Revalidate your entire enrollment record either via PECOS (most efficient) or on paper.  Include all active practice locations and current reassignments of benefits, and see the Revalidation checklist.  Note in particular that non physician practitioners (NPPs) such as CRNAs must provide a copy of board certifications.

Anesthesia professionals who reassign their benefits to several groups must ensure that all of their enrollment information for each group is included in a single revalidation application.  Individual physicians and NPPs are responsible for ensuring that when they submit their revalidation application, all solo practice locations (if applicable) and groups to whom they reassigned benefits are accounted for. If a practice location or group reassignment name is missing from the revalidation application, practice locations and missing group reassignments could result in deactivation of the associated Provider Transaction Access Numbers (PTANs).

In its Revalidation FAQs, CMS answered a question regarding whether “large groups continue to be contacted separately for revalidation” stating:

All providers, including large groups will receive a request to revalidate. Separately, the MAC will also send each practitioner a request to revalidate. If the group is completing the revalidation on behalf of the practitioner and the practitioner reassigns to multiple groups, CMS encourages the groups to work with their practicing practitioners to ensure that the practitioner’s revalidation application is complete and addresses all active practice locations and reassignments and that it is submitted by the due date.

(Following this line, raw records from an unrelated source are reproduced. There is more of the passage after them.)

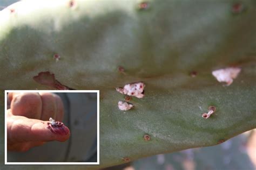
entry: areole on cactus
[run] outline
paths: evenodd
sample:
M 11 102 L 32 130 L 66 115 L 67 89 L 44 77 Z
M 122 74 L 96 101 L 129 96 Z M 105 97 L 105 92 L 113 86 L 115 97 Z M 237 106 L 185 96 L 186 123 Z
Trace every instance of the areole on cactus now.
M 256 128 L 255 9 L 253 0 L 22 1 L 0 11 L 0 89 L 99 89 L 100 164 L 88 168 L 217 145 Z M 240 71 L 213 75 L 230 68 Z M 134 82 L 143 97 L 116 90 Z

The MACs will continue to contact large groups (200+ members). Large groups will receive letters from their MACs detailing their reassigned practitioners who are required to revalidate in the next six months. A spreadsheet detailing the applicable practitioner’s Name, National Provider Identifier (NPI) and Specialty will be provided. We encourage all groups to work together as only one application from each provider/supplier is required, but the practitioner must list all groups they are reassigning to on the revalidation application submitted for processing. MACs will have dedicated provider enrollment staff to assist in the large group revalidations.

Consequences of Being Too Early/Too Late

Unsolicited revalidation applications submitted by practices or clinicians who are not due to revalidate will be returned.  (Physicians and nurses are not due to revalidate if they display a TBD on the Revalidation Lookup Tool, and a revalidation notice has not been received from their MAC requesting them to revalidate, or if the application is submitted more than six months in advance of the due date). 

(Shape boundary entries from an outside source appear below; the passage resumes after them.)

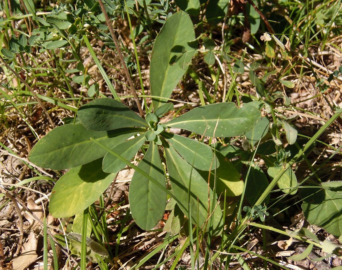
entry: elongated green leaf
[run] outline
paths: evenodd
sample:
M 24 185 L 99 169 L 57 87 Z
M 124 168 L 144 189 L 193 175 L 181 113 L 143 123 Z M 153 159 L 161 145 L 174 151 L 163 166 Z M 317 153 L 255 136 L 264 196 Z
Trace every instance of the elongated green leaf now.
M 165 177 L 157 145 L 151 143 L 138 167 L 166 189 Z M 165 190 L 138 172 L 134 172 L 131 181 L 129 199 L 132 216 L 142 229 L 150 230 L 162 217 L 166 205 Z
M 176 204 L 165 222 L 163 230 L 174 235 L 179 233 L 184 224 L 184 214 Z
M 77 116 L 84 126 L 95 131 L 148 126 L 144 119 L 113 98 L 98 98 L 91 101 L 79 109 Z
M 255 163 L 253 163 L 247 179 L 245 195 L 251 205 L 254 205 L 268 185 L 268 181 L 264 172 Z M 269 200 L 269 194 L 261 204 L 266 205 Z
M 88 163 L 107 153 L 91 138 L 113 148 L 141 130 L 126 128 L 98 132 L 87 130 L 80 124 L 58 126 L 37 143 L 30 153 L 29 159 L 43 168 L 68 169 Z
M 226 195 L 229 197 L 240 195 L 244 189 L 244 182 L 240 173 L 230 161 L 225 160 L 224 156 L 218 152 L 216 156 L 220 166 L 216 171 L 213 168 L 210 172 L 210 187 L 213 188 L 216 183 L 217 194 L 224 195 L 225 191 Z M 209 179 L 208 172 L 200 171 L 200 173 L 205 179 Z
M 273 179 L 282 170 L 281 167 L 269 167 L 267 170 L 267 172 L 270 177 Z M 294 173 L 292 169 L 289 168 L 281 176 L 277 185 L 284 193 L 288 193 L 291 191 L 290 194 L 295 194 L 297 192 L 297 189 L 292 190 L 290 188 L 296 186 L 298 184 Z
M 190 15 L 197 16 L 199 15 L 199 0 L 175 0 L 178 7 Z
M 298 132 L 290 124 L 285 121 L 282 121 L 281 124 L 286 132 L 286 139 L 289 144 L 293 144 L 297 140 L 297 135 Z
M 189 214 L 191 215 L 193 222 L 202 227 L 206 222 L 209 212 L 208 197 L 210 209 L 213 205 L 212 204 L 216 205 L 217 198 L 211 189 L 208 191 L 205 180 L 191 165 L 182 159 L 172 147 L 165 147 L 164 149 L 172 191 L 182 203 L 179 206 L 188 218 Z M 189 205 L 188 203 L 188 195 Z M 218 232 L 222 226 L 222 217 L 221 208 L 218 206 L 212 216 L 212 227 L 208 224 L 207 229 Z
M 202 171 L 209 171 L 215 167 L 214 154 L 208 145 L 183 136 L 167 132 L 163 136 L 173 148 L 190 165 Z M 219 165 L 216 161 L 216 166 Z
M 293 88 L 294 87 L 294 83 L 289 81 L 284 81 L 280 80 L 279 81 L 286 86 L 288 87 L 289 88 Z
M 260 104 L 258 102 L 250 102 L 240 109 L 233 102 L 206 105 L 195 108 L 166 124 L 210 137 L 242 135 L 260 121 Z
M 48 50 L 53 50 L 61 48 L 66 45 L 68 42 L 66 40 L 56 40 L 46 43 L 45 48 Z M 44 44 L 45 45 L 45 44 Z
M 321 185 L 301 191 L 304 200 L 303 213 L 311 224 L 339 237 L 342 235 L 342 181 L 326 182 Z
M 51 192 L 50 213 L 56 218 L 72 216 L 98 199 L 115 175 L 104 172 L 102 159 L 70 169 L 56 182 Z
M 269 120 L 267 117 L 262 117 L 261 120 L 253 129 L 245 134 L 248 142 L 254 149 L 254 146 L 260 139 L 263 138 L 268 131 Z
M 127 160 L 130 160 L 140 149 L 146 138 L 143 135 L 126 141 L 115 146 L 113 150 Z M 109 153 L 102 162 L 102 170 L 106 173 L 116 173 L 123 168 L 126 164 Z
M 184 11 L 175 13 L 166 20 L 152 50 L 150 83 L 153 95 L 170 97 L 196 52 L 188 44 L 195 39 L 194 26 L 189 15 Z M 181 48 L 184 52 L 179 63 L 173 63 L 172 59 L 180 54 L 171 51 L 175 46 Z M 183 64 L 180 65 L 180 63 Z M 165 99 L 154 100 L 155 109 L 167 102 Z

If the physician’s application is received after the due date, or if he or she provides additional requested information after the due date (including an allotted time period for U.S. or other mail receipt), that physician’s enrollment record will be deactivated.  Deactivated providers will be required to submit a full and complete application in order to reestablish their provider enrollment record and related Medicare billing privileges.  The provider/supplier will maintain their original PTAN; however, an interruption in billing will occur during the period of deactivation resulting in a gap in coverage.  There will be no retrospective payment for any services performed during the period of deactivation, so it is very important to maintain your enrollment status. 

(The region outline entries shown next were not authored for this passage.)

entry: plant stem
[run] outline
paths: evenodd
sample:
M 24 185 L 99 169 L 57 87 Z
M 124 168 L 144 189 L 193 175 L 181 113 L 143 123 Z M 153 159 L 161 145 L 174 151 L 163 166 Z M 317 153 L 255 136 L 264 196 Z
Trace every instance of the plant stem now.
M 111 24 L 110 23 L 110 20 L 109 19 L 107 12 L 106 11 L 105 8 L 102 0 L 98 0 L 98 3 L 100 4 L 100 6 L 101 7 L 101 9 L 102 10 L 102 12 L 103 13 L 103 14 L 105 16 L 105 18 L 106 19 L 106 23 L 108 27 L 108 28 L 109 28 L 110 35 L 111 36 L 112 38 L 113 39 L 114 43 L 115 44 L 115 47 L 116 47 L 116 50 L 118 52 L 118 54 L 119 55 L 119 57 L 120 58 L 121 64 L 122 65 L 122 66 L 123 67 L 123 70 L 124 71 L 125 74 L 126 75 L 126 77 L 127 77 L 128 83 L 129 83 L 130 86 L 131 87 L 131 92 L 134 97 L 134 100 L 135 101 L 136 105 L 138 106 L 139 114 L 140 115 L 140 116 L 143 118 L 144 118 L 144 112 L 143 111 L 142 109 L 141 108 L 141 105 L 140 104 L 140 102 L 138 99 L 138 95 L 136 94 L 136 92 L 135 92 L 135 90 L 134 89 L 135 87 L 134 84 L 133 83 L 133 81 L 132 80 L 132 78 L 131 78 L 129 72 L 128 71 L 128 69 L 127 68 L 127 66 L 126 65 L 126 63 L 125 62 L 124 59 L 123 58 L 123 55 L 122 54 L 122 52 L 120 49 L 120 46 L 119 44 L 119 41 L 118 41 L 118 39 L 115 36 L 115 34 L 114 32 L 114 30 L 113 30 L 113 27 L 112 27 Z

The Medicare provider enrollment revalidation effort does not change other aspects of the enrollment process.  Providers should continue to submit changes (for example, changes of ownership, change in practice location or reassignments, final adverse action, changes in authorized or delegated officials or, any other changes) as they always have.  If you intend to submit a change to your provider enrollment record, submit a ‘change of information’ application using PECOS or the relevant form CMS-855.

We hope that this information is helpful.